Lega e MS5 perseguono un accordo che, semplificando, aumenti il contrasto alla povertà e allo stesso tempo riduca le tasse. Da un lato, tale impostazione ha senso perché risponde con una formula unitaria alle diverse domande degli elettorati del Nord industriale e del Sud depresso. Nel secondo risiedono sia la gran parte del 10% di adolescenti che per povertà delle famiglie non accedono all’istruzione, sia i due terzi degli oltre 5 milioni di individui in situazione di povertà assoluta rilevati dall’Istat. È evidente che serva un intervento straordinario. Così com’è evidente che il Nord industriale abbia bisogno di meno costi sistemici per aumentare la crescita e il traino al resto del Paese. D’altro lato, la bozza di contratto tra i due partiti, al momento, lascia poco specificati e contraddittori i modi di realizzazione. Ciò alimenta sospetti tecnici sul piano della fattibilità e del rischio di effetti controproducenti che hanno già portato il mercato internazionale ad alzare, pur ancora non drammaticamente, il rischio Italia.



Per esempio, una cosa è investire per creare più opportunità, e formare il capitale umano per coglierle, al Sud e un’altra, che potrebbe destabilizzare l’intero sistema economico nazionale, è aumentare la spesa assistenziale. In generale, non è chiaro se l’accordo vada verso il realismo o altrove. Soprattutto, non è chiaro il meccanismo di finanziamento. A occhio bisognerebbe riallocare molta spesa pubblica, circa 35 miliardi e allo stesso tempo tagliarne tanta, circa 30, per concretizzare le idee dell’accordo come finora abbozzato e allo stesso tempo mantenere l’equilibrio del bilancio statale. Ciò sarebbe fattibile se nel contratto di governo ci fosse un programma triennale (credibile) di riduzione parziale del debito pubblico di almeno 200 miliardi, valorizzando e privatizzando proprietà statali e di enti locali (immobili, partecipazioni e concessioni) il cui complesso, cioè il patrimonio pubblico disponibile, vale circa 650-700 miliardi.

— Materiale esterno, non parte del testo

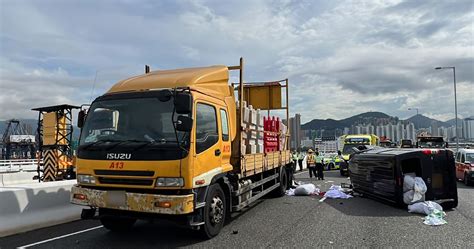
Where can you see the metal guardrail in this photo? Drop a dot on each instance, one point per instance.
(19, 165)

Con tale operazione sarebbe possibile ricavare risorse dalla minor spesa annua per interessi – ora sui 60 miliardi – e ottenere dall’Ue più flessibilità per finanziare la stimolazione economica a Sud e a Nord. Ma il programma taglia-debito nell’accordo non c’è. C’è invece l’intento di fare più deficit senza ridurre il debito, creando così il rischio che il mercato faccia fuggire i capitali dall’Italia, rigettandola in recessione. O l’accordo viene specificato in modi realistici o sarebbe meno rischioso tornare alle urne.